J’ai haussé les épaules.
— Je ne sais pas. Sans doute non.
— Parce que tu as peur, a-t-il dit avec douceur. Parfois, il faut croire, pas compter.
Puis il a changé de sujet comme si rien d’important n’avait été dit. Pourtant, quelque part en moi, la curiosité venait de s’éveiller.
Le soir, il m’a emmenée sur une autre terrasse panoramique. La ville s’étendait en bas, éclatante comme des diamants dispersés. Karim a pris ma main.
— Tout cela a été construit par des gens audacieux. Ceux qui ont peur restent au sol. Ceux qui croient montent.
J’ai hoché la tête.

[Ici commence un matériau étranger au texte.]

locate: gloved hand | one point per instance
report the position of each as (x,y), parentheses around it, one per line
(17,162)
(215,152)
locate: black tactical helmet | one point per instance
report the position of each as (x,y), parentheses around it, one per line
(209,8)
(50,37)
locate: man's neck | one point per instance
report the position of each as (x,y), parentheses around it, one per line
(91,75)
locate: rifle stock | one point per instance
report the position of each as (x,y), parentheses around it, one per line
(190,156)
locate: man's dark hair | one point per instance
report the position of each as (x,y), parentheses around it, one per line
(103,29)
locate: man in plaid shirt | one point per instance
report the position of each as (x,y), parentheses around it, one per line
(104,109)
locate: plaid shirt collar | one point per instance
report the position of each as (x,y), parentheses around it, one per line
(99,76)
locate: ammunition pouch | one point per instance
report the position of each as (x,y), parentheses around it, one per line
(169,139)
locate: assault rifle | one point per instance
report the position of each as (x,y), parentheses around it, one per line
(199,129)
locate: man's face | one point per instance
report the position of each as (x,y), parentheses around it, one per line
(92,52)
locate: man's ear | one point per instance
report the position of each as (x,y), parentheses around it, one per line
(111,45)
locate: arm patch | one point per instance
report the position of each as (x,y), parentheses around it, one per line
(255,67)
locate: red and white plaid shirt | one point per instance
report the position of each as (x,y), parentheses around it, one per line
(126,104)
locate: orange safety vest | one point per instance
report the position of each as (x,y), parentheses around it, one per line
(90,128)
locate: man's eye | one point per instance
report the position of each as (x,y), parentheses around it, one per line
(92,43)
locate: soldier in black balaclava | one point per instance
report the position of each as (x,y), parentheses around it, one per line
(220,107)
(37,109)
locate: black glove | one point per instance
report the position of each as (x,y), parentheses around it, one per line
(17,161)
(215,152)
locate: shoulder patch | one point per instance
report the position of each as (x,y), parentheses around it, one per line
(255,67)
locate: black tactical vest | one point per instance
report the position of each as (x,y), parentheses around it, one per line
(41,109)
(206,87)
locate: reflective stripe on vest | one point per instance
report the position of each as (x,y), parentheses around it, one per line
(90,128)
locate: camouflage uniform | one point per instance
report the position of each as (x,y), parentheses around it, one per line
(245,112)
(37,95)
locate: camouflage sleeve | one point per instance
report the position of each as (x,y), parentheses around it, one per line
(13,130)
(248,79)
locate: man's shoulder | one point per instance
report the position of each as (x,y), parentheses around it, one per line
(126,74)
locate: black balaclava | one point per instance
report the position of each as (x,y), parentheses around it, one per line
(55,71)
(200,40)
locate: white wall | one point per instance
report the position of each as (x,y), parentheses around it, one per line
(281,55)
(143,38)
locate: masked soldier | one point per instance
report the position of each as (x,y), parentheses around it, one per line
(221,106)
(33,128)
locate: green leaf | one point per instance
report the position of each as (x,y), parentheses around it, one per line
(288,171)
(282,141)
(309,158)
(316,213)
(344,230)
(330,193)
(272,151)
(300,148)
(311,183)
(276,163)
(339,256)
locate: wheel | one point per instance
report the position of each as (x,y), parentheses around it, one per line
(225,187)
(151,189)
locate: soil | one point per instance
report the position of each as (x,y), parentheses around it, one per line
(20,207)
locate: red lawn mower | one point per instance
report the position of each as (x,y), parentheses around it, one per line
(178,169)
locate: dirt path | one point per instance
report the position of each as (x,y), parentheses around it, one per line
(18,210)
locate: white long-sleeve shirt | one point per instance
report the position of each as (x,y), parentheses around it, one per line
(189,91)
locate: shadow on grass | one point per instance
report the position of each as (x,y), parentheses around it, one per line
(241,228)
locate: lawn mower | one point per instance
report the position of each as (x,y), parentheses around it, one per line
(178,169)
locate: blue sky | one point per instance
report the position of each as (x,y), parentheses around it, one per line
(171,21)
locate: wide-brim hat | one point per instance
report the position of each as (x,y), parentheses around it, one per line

Il savait parler de façon à transformer des phrases ordinaires en révélations.
Très tard, il m’a ramenée à l’hôtel.
— Demain, je veux te montrer mon monde. Le vrai.
— Comment est-il ?
— Tu verras. Fais-moi seulement confiance.
Toute la nuit, je n’ai pas réussi à dormir. Devant mes yeux passaient le yacht, la lune, ses yeux, le bracelet doré. Je me surprenais à attendre son appel plus fort que ma propre respiration.
Le matin, le téléphone a sonné et j’ai décroché aussitôt.
— Bonjour, Claire. Habille-toi joliment. Aujourd’hui, tu es mon invitée d’honneur.
Nous avons quitté la ville. À la périphérie se dressait une villa blanche, avec des colonnes, une piscine et un jardin. À l’entrée, des gardes, des voitures luxueuses. Tout semblait sorti d’un film.
— C’est une partie de mon projet, a dit Karim. J’y investis. Je veux créer un réseau d’hôtels. Si tout fonctionne, dans un an, je serai parmi les plus riches.
Il parlait avec l’assurance d’un homme qui sait exactement où il va. Je regardais la villa et je pensais : voilà donc la grandeur. Il me montrait des documents, des plans, des maquettes, des photos. Je ne comprenais presque rien, mais je hochais la tête, j’écoutais et, curieusement, je me sentais fière. Comme si ce rêve était déjà un peu le mien.
— Il y a des partenaires, a-t-il dit. Un investisseur étranger, mais il y a eu des complications avec les fonds. Les banques ne font pas confiance, les papiers traînent…
Il a soupiré lourdement.
— Parfois, je me dis que si quelqu’un près de moi croyait vraiment et m’aidait, tout se débloquerait.
Je n’ai rien dit. Il ne demandait pas directement, mais l’allusion flottait déjà dans l’air.
Quand nous sommes revenus en ville, Karim m’a offert un collier.
— Pour que tu saches que je mesure la chance de t’avoir près de moi.
J’ai souri et je n’ai pas remarqué que je m’habituais déjà aux cadeaux, aux promesses, aux regards. J’étais devenue un personnage de son conte. Je ne comprenais pas encore que, dans chaque conte, il y a un dragon.